Harrison nodded slowly. “There is that,” he said.
Farrow looked at him for a long moment, then broke off, shaking her head.
She opened up the top file.
“Well, first,” she started, glancing at Cassie, then looking away. “I already told Cassie. Her father was arrested last night, crossing into the US.”
“Here?”
Farrow shook her head. “In the Okanagan. As far as we can tell, he never came to the island.”
Harrison nodded. “Well, that’s something.” Cassie looked down at the table and didn’t see Harrison turn to her. “Was there a warrant?” he asked.
“There was an alert,” Farrow said slowly, carefully. “Investigators, after the fire …”
“They found pictures,” Cassie said, without looking up. “In the basement. Pictures of me. And other girls.” She squeezed Ali’s hand, struggled to steady her breath. She didn’t know how to react, what to feel.
It was over. The basement was gone.
In the silence, she realized that something had happened. Looking up, she met Harrison’s eye.
“I’m sorry,” he said. “I’m sorry I didn’t—”
She shook her head to cut him off. “You tried,” she said. “That was more than almost anyone else ever did.”
He looked distraught, and like he wanted to speak, but no words came.
Farrow cleared her throat, moved the file to the bottom of the small pile.
“Paul James Corbett,” she said. “A.k.a. Paul Corbett. A.k.a. Brother Paul. A.k.a. Brother James.”
At the police station, they had separated Cassie and Ali, taking them into different interview rooms.
Cassie spent about forty-five minutes in the first interview, answering every question the heavy-set detective with the Italian name asked as best she could: where had she met Brother Paul, could she detail any encounters she had had with Brother Paul, what was the nature of her relationship with Brother Paul, what was the nature of her relationship with Sarah from Edmonton, what was the nature of her relationship with Laura Ensley …
“I’m just about done,” he said, and the apology in his tone seemed genuine. “I just want to ask you about one more thing.”

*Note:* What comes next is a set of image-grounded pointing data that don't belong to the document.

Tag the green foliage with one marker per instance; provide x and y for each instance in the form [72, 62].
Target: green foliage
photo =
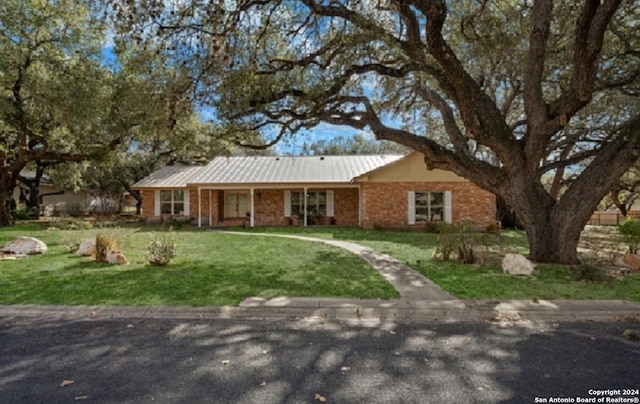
[106, 242]
[70, 240]
[461, 239]
[23, 212]
[69, 223]
[630, 233]
[589, 272]
[161, 251]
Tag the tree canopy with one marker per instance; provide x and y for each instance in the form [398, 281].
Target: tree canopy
[501, 92]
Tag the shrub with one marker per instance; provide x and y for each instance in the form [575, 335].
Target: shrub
[104, 244]
[70, 224]
[161, 251]
[630, 231]
[461, 239]
[70, 240]
[588, 272]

Reaching into a bag that had been out of sight under the edge of the table, he set a black book in front of Cassie.
“Do you recognize this?”
She had hesitated, then nodded. With the duct tape along the spine, it was unmistakable. “It was Brother Paul’s.”
“You saw him with it?”
She nodded. “Yes. He always had it with him.”
The detective picked the book off the table and opened it to the first page. “Did you ever have any idea what was in it?”

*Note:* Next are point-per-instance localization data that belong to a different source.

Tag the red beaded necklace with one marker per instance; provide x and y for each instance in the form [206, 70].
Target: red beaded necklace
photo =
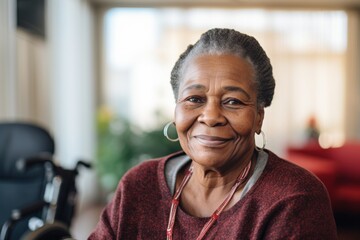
[175, 202]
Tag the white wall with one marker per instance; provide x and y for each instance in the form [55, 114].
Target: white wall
[7, 59]
[71, 62]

Cassie had shaken her head, and the detective had begun to read in a flat monotone. “There are only two elements, eternally opposed, irreconcilable, irreducible. Light. And the Darkness. In the beginning God created the heaven and the earth. And the earth was without form, and void; and the Darkness was upon the face of the deep.” He closed the book. “It goes on and on like that.”
Across the sidewalk, another crow alighted on the edge of the planter.
“Well, we interviewed Cassie and Ali early on Christmas morning, and again later in the day.” Farrow looked across the table at them, then returned to the folder. “And based on their statements we started making some calls. It turns out that Mr. Corbett had something of a secret life.”
Harrison looked at Cassie, his gaze lingering as Farrow continued.
“He appears to have been living on quite a sizable inheritance following the death of his parents in a car accident about twelve years ago.” She looked at Harrison. “And yes, we’re looking pretty closely at that.”
“I would assume.”
“We’ve started to put together his travel records from the last decade or so. It appears that he would take lengthy trips every fall. Montreal. Halifax. St. John’s. Edmonton.” Cassie flinched. “These trips seem to coincide with the disappearances of young women in each of those cities.”
She sighed heavily and closed the folder. “It appears that Mr. Corbett would travel to cities where young women were being reported missing. And he would add to that number. One or two victims at a time. Usually runaways. And he was always well gone and away before the bodies were found or
any discrepancies between the killings were noticed.” Farrow looked meaningfully at Harrison.
“He called them ‘game preserves,’” Cassie said quietly. “The places that he made. The communities. They were his own private hunting reserves.”